Si le maire Thomas Ottenheimer se félicite lui aussi de la visite présidentielle, il admet avoir été "un peu surpris" du choix de la date. En témoignent les importants travaux en cours sur la route principale, qui ont dû être mis "en pause" pour la visite.
A Vassieux, les commémorations se déroulent habituellement le 21 juillet, date correspondant au début de l'attaque de la Wehrmacht contre le maquis du Vercors. La date du 16 avril correspond quant à elle à l'arrivée de dizaines de miliciens français dans le village, qu'ils vont "terroriser" une semaine durant en instaurant notamment un tribunal dans un hôtel, relate Gilles Vergnon. Trois personnes seront exécutées.
"L'événement est connu et répertorié, mais n'a jamais été commémoré sinon localement. C'est une première", souligne-t-il, qualifiant le choix de "surprenant".
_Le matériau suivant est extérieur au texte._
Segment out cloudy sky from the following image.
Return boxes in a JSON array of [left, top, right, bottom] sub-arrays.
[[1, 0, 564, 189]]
Outre de probables considérations de calendrier liées entre autres aux Jeux olympiques, M. Macron a peut-être voulu "faire ce que personne n'a jamais fait", et parler politique intérieure en mettant en évidence le thème de la "division" entre Français, avance-t-il.
"A deux mois des élections européennes et avec le Rassemblement National très haut dans les sondages, il va très probablement vouloir habilement glisser un mot sur le sujet", avance de son côté le maire, Thomas Ottenheimer.
Selon un proche du président, le choix de la date est bel et bien voulu : il s'agit de "prendre l'histoire en bloc. Faire mémoire, c'est montrer aussi toutes les zones grises. On assume totalement de le faire comme ça", a-t-il indiqué.
Une habitante de souvient
Politiquement, le Vercors est longtemps resté un terrain miné. A partir de 1947, les prémisses de la guerre froide se font sentir et le Vercors est "instrumentalisé", les communistes accusant les gaullistes de les avoir abandonnés à leur sort, voire "trahis" pendant l'offensive allemande, rappelle M. Fillet.
Ces accusations ont pu rendre le sujet "politiquement un peu plus compliqué à investir" pour les dirigeants du pays, souligne-t-il.
Aujourd'hui encore, "les gens adorent l'idée que le Vercors a été trahi, c'est un sujet un peu romanesque, même s'il est désormais établi que cela n'a pas été le cas", relève-t-il.
De l'époque de la guerre, seule une habitante de Vassieux âgée de 87 ans garde à ce jour des "souvenirs de parachutages", indique le maire. Une quinzaine d'autres personnes, nées dans les années 40 et à ce titre "victimes indirectes" des événements, n'ont elles que de vagues réminiscences.
Les commémorations de la Libération connaîtront un de leurs points culminants avec le 80e anniversaire du Débarquement de Normandie, le 6 juin, auquel le président américain Joe Biden est attendu.